Page 1 of 1

Generic job for tranforming multiple files

Posted: Fri Feb 23, 2007 2:20 am
by chitrangadsingh
Hi all,

We have a requirement wherein 17 files each with different metadata are to be read and some generic transformations/ data cleansing is to be done. These majorly include stripping white spaces from char fields and removing leading/trailing zeroes from decimal fields.
The idea is to design a generic job which can do this for any file passed as a parameter, along with its metadata. Designing a single job for each file is the obvious approach but its not preferred since no. of files and layout may change in future.
But the roadblock I foresee is how can I generalize the transformations. Because to perform trimming etc one need to know the column name and its datatype.

Is there any way through which it can be achieved in PX. Will appreciate any pointers towards it.

Thanks in advance.

Posted: Fri Feb 23, 2007 2:56 am
by ray.wurlod
Design a single job for each file, and maintain them into the future.

As soon as you wish to apply any kind of transformation, even a Trim() function, you must name the input column and output column explicitly. That rules out runtime column propagation.

Posted: Fri Feb 23, 2007 4:10 am
by chitrangadsingh
Thanx Ray for the prompt response as always..

but guess m unlucky not to have a premium membership till yet!
Anyways, watever i cud gather from ur visible reply is: i should build separate jobs for each file and add transformations and col names as n when requirement comes? Isn't there a workaround in terms of routines or unix scripting? Can any non-premium poster help me :oops: ?
will b getting a premium id soon to read ur entire reply..thanx anyways.

I think you know your solution....

Posted: Fri Feb 23, 2007 5:27 am
by s_boyapati
You have work around for this being used by our gurus over years in UNIX with Awk and perl. Develop scripts in such away to take meta data file ( contains field name and definitions) . Use one metadata file per file you want to process. Your main script should read that metadata file and use that information to apply generic functions as required. Scripts might look ugly after tons of code in them and difficult to maintain. So group the files based on definitions and type of funtions to run on them. develop template based scripts to process them. I say one script for one group of files( or family). I did that kind of work before EE was on board.

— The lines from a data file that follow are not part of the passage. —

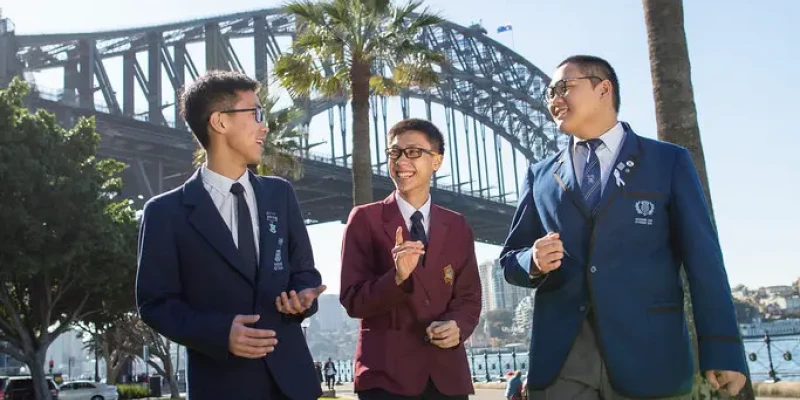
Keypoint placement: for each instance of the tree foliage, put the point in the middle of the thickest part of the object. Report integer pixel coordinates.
(66, 237)
(354, 48)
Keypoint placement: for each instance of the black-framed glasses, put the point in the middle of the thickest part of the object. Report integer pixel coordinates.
(560, 88)
(410, 152)
(259, 112)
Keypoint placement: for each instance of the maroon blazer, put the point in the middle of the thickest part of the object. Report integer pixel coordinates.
(391, 353)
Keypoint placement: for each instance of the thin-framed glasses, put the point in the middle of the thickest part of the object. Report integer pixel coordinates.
(410, 152)
(259, 112)
(560, 88)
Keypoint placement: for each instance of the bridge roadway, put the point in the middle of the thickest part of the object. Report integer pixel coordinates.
(159, 158)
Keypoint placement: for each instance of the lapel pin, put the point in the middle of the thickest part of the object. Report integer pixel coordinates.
(618, 178)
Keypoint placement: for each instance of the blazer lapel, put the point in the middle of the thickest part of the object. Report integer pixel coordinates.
(262, 200)
(392, 218)
(439, 231)
(209, 224)
(564, 174)
(625, 165)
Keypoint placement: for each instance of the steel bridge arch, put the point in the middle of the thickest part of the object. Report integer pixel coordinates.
(482, 79)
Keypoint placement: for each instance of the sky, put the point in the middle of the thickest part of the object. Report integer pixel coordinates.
(743, 56)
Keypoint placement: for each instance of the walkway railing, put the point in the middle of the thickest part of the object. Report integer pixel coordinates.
(772, 357)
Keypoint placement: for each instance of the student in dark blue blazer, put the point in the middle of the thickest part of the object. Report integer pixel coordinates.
(225, 263)
(601, 231)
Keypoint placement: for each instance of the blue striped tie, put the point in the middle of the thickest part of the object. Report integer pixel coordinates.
(591, 182)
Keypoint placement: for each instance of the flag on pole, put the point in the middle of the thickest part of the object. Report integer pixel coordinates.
(504, 28)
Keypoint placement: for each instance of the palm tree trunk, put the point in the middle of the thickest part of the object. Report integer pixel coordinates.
(362, 159)
(676, 115)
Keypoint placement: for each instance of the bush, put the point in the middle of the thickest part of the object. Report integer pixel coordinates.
(133, 391)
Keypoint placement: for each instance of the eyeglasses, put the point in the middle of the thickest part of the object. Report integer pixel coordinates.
(560, 88)
(410, 153)
(259, 112)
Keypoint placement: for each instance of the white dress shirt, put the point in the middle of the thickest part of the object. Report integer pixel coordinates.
(407, 210)
(607, 153)
(219, 188)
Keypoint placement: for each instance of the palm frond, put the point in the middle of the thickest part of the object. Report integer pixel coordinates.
(385, 86)
(307, 10)
(297, 73)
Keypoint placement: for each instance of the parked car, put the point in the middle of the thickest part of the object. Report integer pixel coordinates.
(21, 388)
(88, 390)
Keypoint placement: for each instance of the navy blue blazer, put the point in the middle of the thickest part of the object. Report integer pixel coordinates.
(623, 262)
(191, 282)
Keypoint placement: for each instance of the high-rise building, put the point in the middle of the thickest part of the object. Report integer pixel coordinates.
(496, 292)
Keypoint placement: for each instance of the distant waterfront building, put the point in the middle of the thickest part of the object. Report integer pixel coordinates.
(778, 327)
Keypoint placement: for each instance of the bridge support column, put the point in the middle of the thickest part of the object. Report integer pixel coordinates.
(9, 65)
(154, 113)
(215, 55)
(260, 48)
(86, 61)
(128, 75)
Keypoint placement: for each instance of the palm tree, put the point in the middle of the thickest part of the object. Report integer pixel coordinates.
(355, 48)
(282, 146)
(676, 115)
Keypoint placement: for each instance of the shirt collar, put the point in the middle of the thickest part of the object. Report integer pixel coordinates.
(222, 183)
(407, 209)
(612, 138)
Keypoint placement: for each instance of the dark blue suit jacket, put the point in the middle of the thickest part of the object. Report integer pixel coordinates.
(623, 262)
(192, 281)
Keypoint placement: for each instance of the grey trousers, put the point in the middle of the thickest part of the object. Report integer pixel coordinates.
(584, 376)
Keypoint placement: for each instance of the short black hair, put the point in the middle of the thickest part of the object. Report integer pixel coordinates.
(431, 132)
(592, 65)
(212, 91)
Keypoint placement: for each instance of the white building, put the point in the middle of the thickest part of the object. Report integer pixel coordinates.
(495, 291)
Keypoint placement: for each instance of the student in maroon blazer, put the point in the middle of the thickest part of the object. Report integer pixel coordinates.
(409, 274)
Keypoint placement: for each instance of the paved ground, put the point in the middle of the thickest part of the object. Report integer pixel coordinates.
(346, 390)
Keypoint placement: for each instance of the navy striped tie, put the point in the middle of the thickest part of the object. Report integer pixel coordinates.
(591, 183)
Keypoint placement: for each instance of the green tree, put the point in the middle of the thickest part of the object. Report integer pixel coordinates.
(282, 146)
(354, 48)
(66, 236)
(676, 114)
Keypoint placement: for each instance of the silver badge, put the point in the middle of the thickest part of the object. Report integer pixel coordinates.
(645, 208)
(278, 264)
(273, 222)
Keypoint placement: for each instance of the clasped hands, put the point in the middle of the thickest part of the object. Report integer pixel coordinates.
(444, 334)
(248, 342)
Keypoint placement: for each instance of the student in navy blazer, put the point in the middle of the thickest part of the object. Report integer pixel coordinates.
(601, 231)
(225, 263)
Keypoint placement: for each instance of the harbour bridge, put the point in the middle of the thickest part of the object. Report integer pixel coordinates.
(489, 103)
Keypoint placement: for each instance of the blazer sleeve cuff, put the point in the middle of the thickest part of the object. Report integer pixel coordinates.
(721, 353)
(218, 329)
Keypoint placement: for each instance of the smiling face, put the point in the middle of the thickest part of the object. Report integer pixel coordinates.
(577, 101)
(240, 129)
(412, 175)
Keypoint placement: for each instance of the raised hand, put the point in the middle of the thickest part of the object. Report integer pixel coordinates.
(444, 334)
(298, 303)
(548, 252)
(406, 256)
(250, 342)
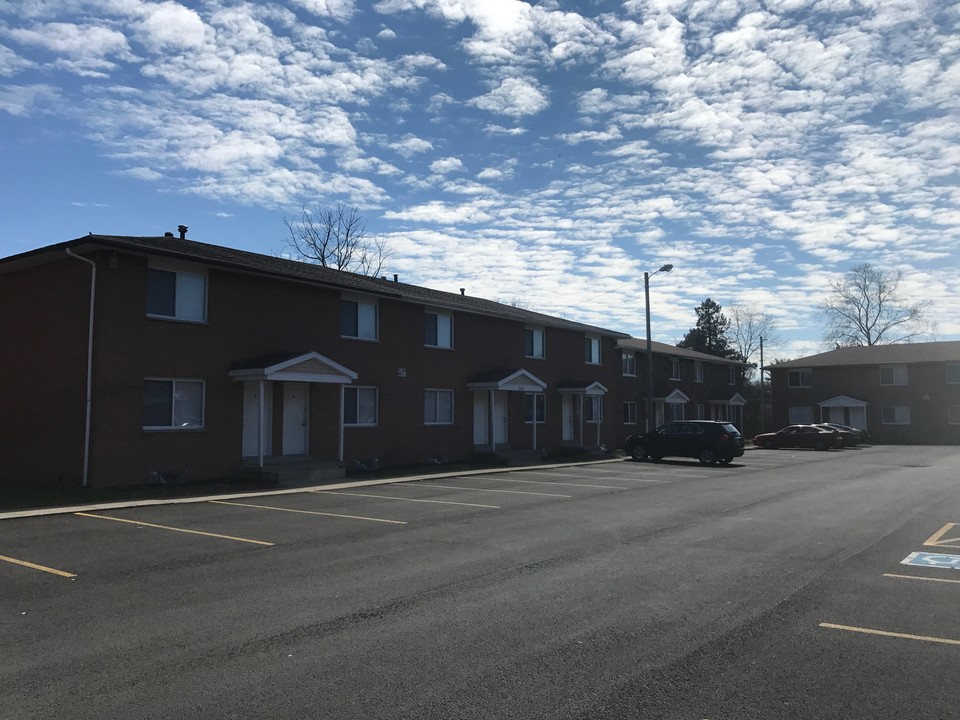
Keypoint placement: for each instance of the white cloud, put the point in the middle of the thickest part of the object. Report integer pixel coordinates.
(514, 97)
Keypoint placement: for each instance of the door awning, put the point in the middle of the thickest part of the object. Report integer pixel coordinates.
(581, 387)
(302, 367)
(843, 401)
(517, 381)
(676, 398)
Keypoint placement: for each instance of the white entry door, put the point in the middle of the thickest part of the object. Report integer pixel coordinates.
(251, 419)
(568, 418)
(296, 412)
(499, 418)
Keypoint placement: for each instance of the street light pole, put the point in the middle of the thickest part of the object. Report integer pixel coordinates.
(646, 297)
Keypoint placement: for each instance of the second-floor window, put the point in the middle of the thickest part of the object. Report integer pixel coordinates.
(358, 319)
(893, 374)
(591, 349)
(438, 330)
(176, 295)
(533, 342)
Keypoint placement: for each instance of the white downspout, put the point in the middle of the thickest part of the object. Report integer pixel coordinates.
(89, 401)
(260, 424)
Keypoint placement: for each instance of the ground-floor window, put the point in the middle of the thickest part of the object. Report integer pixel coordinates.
(360, 406)
(438, 407)
(535, 405)
(895, 415)
(171, 404)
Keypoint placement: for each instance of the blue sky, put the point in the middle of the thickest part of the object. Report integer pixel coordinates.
(542, 153)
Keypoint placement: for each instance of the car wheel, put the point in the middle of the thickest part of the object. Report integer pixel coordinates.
(638, 452)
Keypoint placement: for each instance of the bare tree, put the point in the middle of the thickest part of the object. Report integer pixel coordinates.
(747, 325)
(864, 308)
(336, 237)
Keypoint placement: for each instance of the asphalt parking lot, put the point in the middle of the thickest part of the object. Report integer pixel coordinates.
(774, 587)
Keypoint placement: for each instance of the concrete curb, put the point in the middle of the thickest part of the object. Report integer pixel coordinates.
(67, 510)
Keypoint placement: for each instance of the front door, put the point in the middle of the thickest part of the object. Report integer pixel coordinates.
(251, 419)
(296, 409)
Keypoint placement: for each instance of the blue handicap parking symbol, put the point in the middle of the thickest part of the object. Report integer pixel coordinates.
(939, 560)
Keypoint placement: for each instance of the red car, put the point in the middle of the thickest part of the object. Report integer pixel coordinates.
(800, 436)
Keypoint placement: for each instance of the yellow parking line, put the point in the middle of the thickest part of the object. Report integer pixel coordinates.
(34, 566)
(920, 577)
(885, 633)
(554, 482)
(309, 512)
(388, 497)
(174, 529)
(512, 492)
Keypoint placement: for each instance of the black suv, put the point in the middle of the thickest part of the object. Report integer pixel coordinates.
(707, 440)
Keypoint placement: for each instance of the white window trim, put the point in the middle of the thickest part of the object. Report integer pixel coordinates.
(437, 391)
(897, 420)
(543, 342)
(203, 405)
(595, 339)
(376, 422)
(438, 314)
(361, 300)
(182, 269)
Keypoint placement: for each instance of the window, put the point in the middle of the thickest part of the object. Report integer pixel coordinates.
(895, 415)
(172, 404)
(533, 342)
(359, 406)
(438, 330)
(593, 408)
(893, 375)
(358, 319)
(535, 403)
(953, 374)
(438, 407)
(176, 295)
(591, 347)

chitrangadsingh wrote:Thanx Ray for the prompt response as always..

but guess m unlucky not to have a premium membership till yet!
Anyways, watever i cud gather from ur visible reply is: i should build separate jobs for each file and add transformations and col names as n when requirement comes? Isn't there a workaround in terms of routines or unix scripting? Can any non-premium poster help me :oops: ?
will b getting a premium id soon to read ur entire reply..thanx anyways.

Need more Details...

Posted: Fri Feb 23, 2007 5:30 am
by novneet

Can you tell me whether the metadata for all the files will be same or they will differ?
If the metadata is going to differ then, is it that all the char field will only store alphabates(not numbers).
Also is the source file going to be a delimited or fixed width and is the character field going to be in double quotes?
Please give me the above details and I might be able to help you up.

Posted: Fri Feb 23, 2007 8:15 am
by DSguru2B
I would opt for sed/awk script. That would be much easy and the code wouldnt be huge either. There are many sed one liners that perform similar tasks. The script would even be independent of the files metadata. Look into it.

Posted: Mon Feb 26, 2007 2:55 am
by chitrangadsingh
Thanks all for your time and suggestions.
Novneet: Metadata will differ. Files are fixed-length, no quote char. Let's assume char field will have only char data and numeric only number.
Let me know if you have any suggestions on this.


[quote="DSguru2B"]I would opt for sed/awk script. That would be much easy and the code wouldnt be huge either. There are many sed one liners that perform similar tasks. The script would even be independent of the files metadata. Look into it.[/quote]

Posted: Mon Feb 26, 2007 3:53 am
by novneet
Sorry, My DataStage server is down :shock: , as soon as it is up I will test and post the code.